WASHINGTON - The Supreme Court agreed yesterday to decide whether federal securities law allows bondholders to sue bond trustees for allegedly aiding and abetting a bond-fraud scheme.
If such lawsuits are permitted, the justices indicated that they also would decide whether recklessness by bond trustees is sufficient to trigger fraud liability even if the trustees have not breached their indenture duties.
No date was announced for oral arguments in the case, Central Bank of Denver v. First Interstate Bank of Denver. However, the justices are not scheduled to hear arguments until the 1993-94 term begins on Oct. 6. The court's 1992-93 term is expected to close by the end of this month.
The dispute arose in the aftermath of the 1989 default of two issues of tax-exempt municipal bonds issued in 1986 and 1988 by the Colorado Springs-Stetson Hills Public Building Authority.
Bondholders sued Central Bank, the bond trustee, charging that the bank did not insist on an independent review of a tainted land appraisal or demand a new appraisal prior to the issuance of the second set of bonds. The bonds were backed by land that was required under the bond indenture to have an appraised value of at least 160% of the outstanding principal and interest on the bonds.
Bondholders charged that Central Bank knew or should have known that the appraisal was inflated, but decided to postpone another appraisal until after the 1988 bonds were issued.
Section 10(b) of the Securities Exchange Act of 1934 and tne Securities and Exchange Commission's Rule 10b-5 are widely used to challenge alleged securities fraud. In general. plaintiffs are required to prove "scienter," or the intent to defraud, as an element of their case. But federal courts have been split on the issue of whether recklessness is sufficient to satisfy the scienter requirement.
The U.S. District Court for the District of Colorado ruled that under federal securities law and SEC regulations, the scienter requirement for aiding-and-abetting liability "may not be satisfied by showing recklessness" unless trustees are shown to have had an additional duty to disclose material facts.
The U.S. Court of Appeals for the 10th Circuit agreed that Central Bank owed bondholders no duty to disclose. The appeals court said that under the federal Trust Indenture Act of 1939, the bank's duties as bond indenture trustee were "strictly defined and limited to the terms of the indenture."
However, the appeals court said, the trust indenture law does not address the "rights, obligations, duties or liabilities" imposed by federal securities laws. Consequently, the bank could be liable for aiding and abetting securities fraud even though it hid no duty to disclose.

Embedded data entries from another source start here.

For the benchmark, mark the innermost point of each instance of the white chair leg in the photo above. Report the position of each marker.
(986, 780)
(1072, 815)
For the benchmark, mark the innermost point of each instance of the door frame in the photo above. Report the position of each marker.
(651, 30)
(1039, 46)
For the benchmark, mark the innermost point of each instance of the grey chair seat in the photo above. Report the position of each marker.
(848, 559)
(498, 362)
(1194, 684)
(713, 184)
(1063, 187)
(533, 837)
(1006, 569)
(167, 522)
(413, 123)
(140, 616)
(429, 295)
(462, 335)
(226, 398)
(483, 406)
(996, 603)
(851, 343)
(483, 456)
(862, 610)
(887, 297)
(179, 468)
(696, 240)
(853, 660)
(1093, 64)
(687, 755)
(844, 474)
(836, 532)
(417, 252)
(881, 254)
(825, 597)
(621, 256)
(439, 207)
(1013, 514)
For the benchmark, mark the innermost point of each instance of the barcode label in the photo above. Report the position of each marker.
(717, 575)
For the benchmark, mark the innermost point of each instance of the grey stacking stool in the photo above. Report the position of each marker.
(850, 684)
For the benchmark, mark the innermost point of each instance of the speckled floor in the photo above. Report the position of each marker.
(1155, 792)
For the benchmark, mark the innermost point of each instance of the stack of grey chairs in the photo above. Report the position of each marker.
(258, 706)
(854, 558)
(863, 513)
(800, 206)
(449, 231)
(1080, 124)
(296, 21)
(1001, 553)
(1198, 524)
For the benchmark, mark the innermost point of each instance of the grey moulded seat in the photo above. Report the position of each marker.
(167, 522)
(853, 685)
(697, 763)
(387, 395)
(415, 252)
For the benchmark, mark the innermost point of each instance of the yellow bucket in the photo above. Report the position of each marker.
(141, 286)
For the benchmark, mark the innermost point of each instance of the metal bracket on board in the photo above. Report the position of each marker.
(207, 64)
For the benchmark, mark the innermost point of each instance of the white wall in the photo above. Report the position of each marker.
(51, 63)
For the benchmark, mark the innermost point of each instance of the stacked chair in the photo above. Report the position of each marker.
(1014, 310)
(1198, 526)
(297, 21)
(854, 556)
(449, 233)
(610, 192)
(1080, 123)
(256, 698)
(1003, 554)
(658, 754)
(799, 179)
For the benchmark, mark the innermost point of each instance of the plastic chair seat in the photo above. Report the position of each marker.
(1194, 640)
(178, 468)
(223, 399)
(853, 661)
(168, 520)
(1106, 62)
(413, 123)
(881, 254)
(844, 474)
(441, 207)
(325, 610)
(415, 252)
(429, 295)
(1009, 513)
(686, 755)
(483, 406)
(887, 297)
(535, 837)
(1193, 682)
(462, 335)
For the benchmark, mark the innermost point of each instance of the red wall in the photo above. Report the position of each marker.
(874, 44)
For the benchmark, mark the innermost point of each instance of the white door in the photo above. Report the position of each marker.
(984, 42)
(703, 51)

The appeals court said that when a defendant takes action to assist a violation of the securities law, recklessness is sufficient to satisfy the scienter requirement for aiding-and-abetting liability. Because Central Bank agreed to delay seeking another appraisal, the appeals court said the district court should look at the case to determine whether the bank's action was reckless. If so, it could be held liable for aiding and abetting fraud, the appeals court said.
In other action yesterday, the Supreme Court agreed to review whether airport user fees assessed against commercial airlines by municipally owned airports are reasonable under federal law.

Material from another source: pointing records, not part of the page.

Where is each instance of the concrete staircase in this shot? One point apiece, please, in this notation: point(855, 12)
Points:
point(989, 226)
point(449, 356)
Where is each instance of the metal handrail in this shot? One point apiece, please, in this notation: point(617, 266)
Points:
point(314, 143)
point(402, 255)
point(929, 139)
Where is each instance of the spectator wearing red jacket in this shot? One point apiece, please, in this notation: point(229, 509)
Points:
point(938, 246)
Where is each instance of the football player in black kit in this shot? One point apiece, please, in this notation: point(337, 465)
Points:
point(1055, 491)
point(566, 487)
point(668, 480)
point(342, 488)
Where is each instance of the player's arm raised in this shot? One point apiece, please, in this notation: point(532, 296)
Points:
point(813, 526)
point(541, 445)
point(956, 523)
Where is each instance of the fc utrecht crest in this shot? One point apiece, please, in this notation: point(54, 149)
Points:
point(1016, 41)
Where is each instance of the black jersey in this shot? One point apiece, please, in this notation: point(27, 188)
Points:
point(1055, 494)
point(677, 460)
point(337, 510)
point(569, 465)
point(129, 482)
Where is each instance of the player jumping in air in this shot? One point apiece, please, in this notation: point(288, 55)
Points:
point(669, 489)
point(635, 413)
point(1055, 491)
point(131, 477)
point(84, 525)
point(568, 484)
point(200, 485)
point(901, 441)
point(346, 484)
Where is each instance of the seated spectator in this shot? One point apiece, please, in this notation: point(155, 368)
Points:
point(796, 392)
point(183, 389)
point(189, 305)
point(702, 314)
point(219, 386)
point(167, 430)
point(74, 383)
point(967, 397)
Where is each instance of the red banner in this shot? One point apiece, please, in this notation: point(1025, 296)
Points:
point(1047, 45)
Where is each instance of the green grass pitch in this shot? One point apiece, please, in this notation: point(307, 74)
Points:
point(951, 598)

The justices said they would hear arguments in Northwest Airlines Inc. v. Kent County, Mich., in which Northwest and other major airlines allege that fees at the Kent County International Airport are unreasonable and place an undue burden on interstate commerce in violation of the Constitution's commerce clause. The commerce clause generally prohibits states from imposing barriers to the free flow of goods and services across state lines.
A federal district court and the U.S. Court of Appeals for the Sixth Circuit upheld the fees, prompting the appeal of the airlines to the Supreme Court.
The high court agreed to hear the case even though the solicitor general, the federal government's top courtroom lawyer, urged against review. The solicitor general, invited by the court to file the views of the federal government, said that the case had been properly decided by the lower courts.